# Bait Netting Tip. Tip #521



## captken (Feb 24, 2008)

FISHING TIP # 521
BAIT SPOTS FOR CAST NETTING

Catalog the places you see bait either in your log or in your mind. Next time you are in the area on a super low tide, make a note of any obstructions or snags before you lose or damage a net on one of them. 

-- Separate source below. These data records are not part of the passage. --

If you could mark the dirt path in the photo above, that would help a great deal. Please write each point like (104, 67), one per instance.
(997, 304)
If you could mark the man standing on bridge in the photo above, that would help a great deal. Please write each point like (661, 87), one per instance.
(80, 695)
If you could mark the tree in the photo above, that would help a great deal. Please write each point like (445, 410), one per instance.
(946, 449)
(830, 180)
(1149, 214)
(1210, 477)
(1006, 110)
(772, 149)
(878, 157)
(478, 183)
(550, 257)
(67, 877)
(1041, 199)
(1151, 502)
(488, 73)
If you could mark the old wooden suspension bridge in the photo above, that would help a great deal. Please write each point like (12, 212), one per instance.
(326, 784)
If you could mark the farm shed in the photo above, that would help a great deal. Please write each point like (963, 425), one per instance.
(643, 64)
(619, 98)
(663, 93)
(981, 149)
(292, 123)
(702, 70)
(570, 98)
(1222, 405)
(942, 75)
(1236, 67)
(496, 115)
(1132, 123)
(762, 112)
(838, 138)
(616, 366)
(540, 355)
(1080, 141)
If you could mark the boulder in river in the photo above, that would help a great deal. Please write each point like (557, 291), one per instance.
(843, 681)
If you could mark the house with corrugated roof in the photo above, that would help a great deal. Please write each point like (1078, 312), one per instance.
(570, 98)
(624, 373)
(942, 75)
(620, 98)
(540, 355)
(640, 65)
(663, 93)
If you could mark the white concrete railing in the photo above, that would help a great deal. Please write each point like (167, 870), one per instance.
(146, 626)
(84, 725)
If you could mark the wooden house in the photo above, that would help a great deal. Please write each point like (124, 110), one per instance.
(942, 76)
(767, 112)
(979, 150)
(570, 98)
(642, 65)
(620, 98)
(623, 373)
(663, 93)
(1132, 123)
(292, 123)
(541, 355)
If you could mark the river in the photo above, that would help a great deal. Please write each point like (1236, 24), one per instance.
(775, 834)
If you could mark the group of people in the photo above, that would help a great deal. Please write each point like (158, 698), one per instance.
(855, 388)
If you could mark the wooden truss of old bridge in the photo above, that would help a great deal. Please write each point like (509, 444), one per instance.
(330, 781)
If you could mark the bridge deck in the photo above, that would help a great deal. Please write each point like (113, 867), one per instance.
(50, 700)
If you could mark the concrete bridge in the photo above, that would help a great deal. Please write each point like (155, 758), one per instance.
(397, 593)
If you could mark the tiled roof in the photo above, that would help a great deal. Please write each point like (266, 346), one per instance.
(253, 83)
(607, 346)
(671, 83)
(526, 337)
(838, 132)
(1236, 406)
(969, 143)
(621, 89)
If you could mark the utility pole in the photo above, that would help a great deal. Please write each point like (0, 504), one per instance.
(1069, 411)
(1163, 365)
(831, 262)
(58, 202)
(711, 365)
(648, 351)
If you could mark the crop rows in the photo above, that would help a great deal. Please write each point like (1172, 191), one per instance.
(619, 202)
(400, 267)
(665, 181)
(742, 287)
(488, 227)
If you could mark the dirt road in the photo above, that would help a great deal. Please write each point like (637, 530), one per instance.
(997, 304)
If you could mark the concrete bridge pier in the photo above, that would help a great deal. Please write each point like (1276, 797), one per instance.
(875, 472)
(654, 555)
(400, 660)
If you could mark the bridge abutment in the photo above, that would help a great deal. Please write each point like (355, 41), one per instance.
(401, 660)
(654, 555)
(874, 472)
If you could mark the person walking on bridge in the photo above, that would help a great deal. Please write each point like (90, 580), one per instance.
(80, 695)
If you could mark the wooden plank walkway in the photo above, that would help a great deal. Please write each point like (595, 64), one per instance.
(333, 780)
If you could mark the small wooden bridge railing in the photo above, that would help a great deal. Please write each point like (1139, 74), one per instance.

Yesterday there was a lot of bait at the YT ramp at the end of C-40. Prior experience told me that there were snags right under them. Nets get torn up there mighty often.


----------



## Mark Collins (Dec 27, 2012)

Great Tip

Another method that I use is to keep my main line tight as the net sinks and as soon as you feel the bait bumping the net haul it in before it hits bottom


----------



## timeflies (Oct 3, 2007)

Holy crap Mark Collins is here!


----------



## Mark Collins (Dec 27, 2012)

Nope He's gone fishing


----------



## Mark Collins (Dec 27, 2012)

captken said:


> FISHING TIP # 521
> BAIT SPOTS FOR CAST NETTING
> 
> Catalog the places you see bait either in your log or in your mind. Next time you are in the area on a super low tide, make a note of any obstructions or snags before you lose or damage a net on one of them.
> ...


I was not trying to steal anyone thread
I think this is great advice, as I am carefull about where I throw my net, and I still tear up or lose a couple every year


----------



## Mark Collins (Dec 27, 2012)

Thank you and keep em coming CAPTKEN


----------



## timeflies (Oct 3, 2007)

Mark, 

I met you on Logan Martin this June when My Dad and I fished with David Stancil. Dad talked your ear off at the campsite about his experience on Weiss with one of your competitors. I put the report up on alabamafishingforum.org and plugged you for those that wanted to load up on some crappie! Slide over there and check it out, you will recognize the pics! Good to see you on here.


----------



## Mark Collins (Dec 27, 2012)

I remember you, great to see you on here and thanks for the reference


----------